Der Centerkanal wird durch ein Y-Cinch-Kabel angesteuert und "AGAIN" im Menü auf "Off" gestellt, so erhält man eine sehr gute Sprachverständlichkeit. Die beiden nuLine AW-1000 werden kabelgebunden ins System integriert. 

Möchte man die Rears konventionell, das heißt kabelgebunden, ansteuern, wird jeder Kanal mit einem Cinchkabel angeschlossen und auf "Single" im Menü gestellt. Durch diese Maßnahme hat man auch bei schwierigen Verhältnissen oder größeren Strecken (Wireless-Reichweite maximal 12 Meter) eine Alternative, um ein vollaktives Heimkino mit zuverlässiger Signalübertragung aufzubauen. Der Anschluss per se ist einfach: Die Cinchkabel werden an den entsprechenden Anschluss der Yamaha CX-A5100 Vorstufe gesteckt und bei der nuPro in den "weißen" Kanal. 

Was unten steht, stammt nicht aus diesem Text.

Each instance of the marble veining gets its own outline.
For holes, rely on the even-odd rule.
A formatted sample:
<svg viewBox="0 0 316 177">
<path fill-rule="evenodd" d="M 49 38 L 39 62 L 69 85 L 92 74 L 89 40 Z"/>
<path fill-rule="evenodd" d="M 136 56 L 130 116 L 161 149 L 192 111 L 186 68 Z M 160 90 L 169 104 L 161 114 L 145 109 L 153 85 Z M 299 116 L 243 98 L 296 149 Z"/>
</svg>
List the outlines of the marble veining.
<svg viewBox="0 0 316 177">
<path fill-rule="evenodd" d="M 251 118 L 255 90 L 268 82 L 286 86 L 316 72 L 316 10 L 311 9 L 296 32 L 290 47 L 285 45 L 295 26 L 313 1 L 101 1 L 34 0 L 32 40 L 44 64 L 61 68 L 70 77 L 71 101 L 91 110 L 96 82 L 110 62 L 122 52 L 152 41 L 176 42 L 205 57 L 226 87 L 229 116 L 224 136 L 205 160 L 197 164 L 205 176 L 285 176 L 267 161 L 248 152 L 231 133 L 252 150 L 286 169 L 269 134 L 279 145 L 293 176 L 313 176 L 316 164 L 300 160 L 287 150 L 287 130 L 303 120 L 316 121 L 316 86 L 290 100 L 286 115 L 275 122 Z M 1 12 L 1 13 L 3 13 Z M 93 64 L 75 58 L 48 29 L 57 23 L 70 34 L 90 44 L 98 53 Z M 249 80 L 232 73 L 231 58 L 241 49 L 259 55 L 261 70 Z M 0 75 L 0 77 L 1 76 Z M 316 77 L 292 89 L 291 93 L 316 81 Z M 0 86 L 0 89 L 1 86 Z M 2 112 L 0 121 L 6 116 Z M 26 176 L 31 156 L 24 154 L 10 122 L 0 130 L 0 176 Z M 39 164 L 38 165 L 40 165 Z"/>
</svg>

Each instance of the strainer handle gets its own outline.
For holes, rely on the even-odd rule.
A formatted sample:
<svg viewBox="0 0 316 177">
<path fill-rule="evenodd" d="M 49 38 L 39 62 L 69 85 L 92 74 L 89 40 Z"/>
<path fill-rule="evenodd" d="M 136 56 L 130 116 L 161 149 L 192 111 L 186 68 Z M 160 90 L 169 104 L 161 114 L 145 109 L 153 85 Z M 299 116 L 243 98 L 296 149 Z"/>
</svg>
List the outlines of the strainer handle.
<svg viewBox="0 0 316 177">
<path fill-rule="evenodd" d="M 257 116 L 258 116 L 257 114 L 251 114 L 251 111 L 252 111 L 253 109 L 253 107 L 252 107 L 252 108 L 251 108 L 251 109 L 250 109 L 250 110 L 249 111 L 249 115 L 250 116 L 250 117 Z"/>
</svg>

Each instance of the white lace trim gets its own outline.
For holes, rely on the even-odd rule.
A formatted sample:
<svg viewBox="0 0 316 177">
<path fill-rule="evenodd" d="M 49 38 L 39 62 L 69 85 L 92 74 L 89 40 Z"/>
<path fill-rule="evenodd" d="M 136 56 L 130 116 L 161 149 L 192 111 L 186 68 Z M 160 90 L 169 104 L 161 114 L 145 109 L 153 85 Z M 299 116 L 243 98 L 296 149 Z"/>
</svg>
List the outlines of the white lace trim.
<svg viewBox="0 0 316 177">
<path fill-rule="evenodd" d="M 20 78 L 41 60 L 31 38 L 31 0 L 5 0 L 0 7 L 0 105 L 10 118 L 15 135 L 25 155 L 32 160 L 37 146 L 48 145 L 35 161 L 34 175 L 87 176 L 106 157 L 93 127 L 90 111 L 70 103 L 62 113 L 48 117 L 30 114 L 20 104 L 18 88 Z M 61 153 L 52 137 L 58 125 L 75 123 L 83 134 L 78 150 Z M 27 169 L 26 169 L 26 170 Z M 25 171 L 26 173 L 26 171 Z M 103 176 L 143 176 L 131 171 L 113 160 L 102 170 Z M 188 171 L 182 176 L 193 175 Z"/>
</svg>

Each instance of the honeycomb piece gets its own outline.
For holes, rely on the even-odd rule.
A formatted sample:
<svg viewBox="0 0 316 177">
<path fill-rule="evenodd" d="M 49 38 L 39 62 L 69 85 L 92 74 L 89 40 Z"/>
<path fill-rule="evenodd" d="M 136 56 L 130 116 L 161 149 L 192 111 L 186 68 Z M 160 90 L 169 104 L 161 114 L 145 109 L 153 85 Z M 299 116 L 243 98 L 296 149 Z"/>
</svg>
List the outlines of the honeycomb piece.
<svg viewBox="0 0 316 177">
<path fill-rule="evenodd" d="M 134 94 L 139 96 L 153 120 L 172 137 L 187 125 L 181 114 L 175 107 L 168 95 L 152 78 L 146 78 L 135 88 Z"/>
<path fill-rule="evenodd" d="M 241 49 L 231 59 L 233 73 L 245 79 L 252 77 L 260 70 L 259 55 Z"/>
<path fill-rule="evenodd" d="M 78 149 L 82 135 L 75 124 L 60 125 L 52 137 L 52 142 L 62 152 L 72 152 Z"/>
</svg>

Einstellungen am Yamaha CX-A5100 AV-Prozesor

Nubert wählte das manuelle Lautsprecher-Setup beim CX-A5100. In unserem Screenshot müsste man mit dem Navi-Kreuz der FB einmal nach unten drücken

Nubert hat manuell eingemessen, also nicht auf YPAO gesetzt. Kein PEQ und keine weitere Klang-Beeinflussung, also auch kein DSP, kam zum Einsatz. Die nuPro X-6000 wurden auf "groß" gestellt, Center und Rears auf "klein". Die nuPro X-3000 wurde bei 60 Hz getrennt, ebenso der aktive nuPro AS-450. 

Klang

Kraftvoll, dynamisch, mit einem ausgeprägten Hang zu Details: Das Setup überzeugt durch ein intensives Mehrkanal-Erlebnis. Klar werden verschiedene akustische Ebenen getrennt, die Zusammenarbeit aller aktiven Komponenten untereinander ist absolut reibungslos. Es kommt nicht zu unschönen "Klanglöchern", auch die Front-Surround-Balance ist stimmig. Durch die identische Chassisbestückung von nuPro X-3000 und nuPro X-6000 ist die Akustik homogen und gleichmäßig. Auffällig ist, wie gut sich auch das aktive Stereo-Board nuPro AS-450 einfügt, dadurch erscheint die Front-Klangkulisse komplett und in sich schlüssig. Die beiden nuLine AW-1100 sorgen für eine präzise und zugleich kraftvolle Bedienung des Bassbereiches. Auch große Lautstärken können der Souveränität des Gesamtsystems nichts anhaben.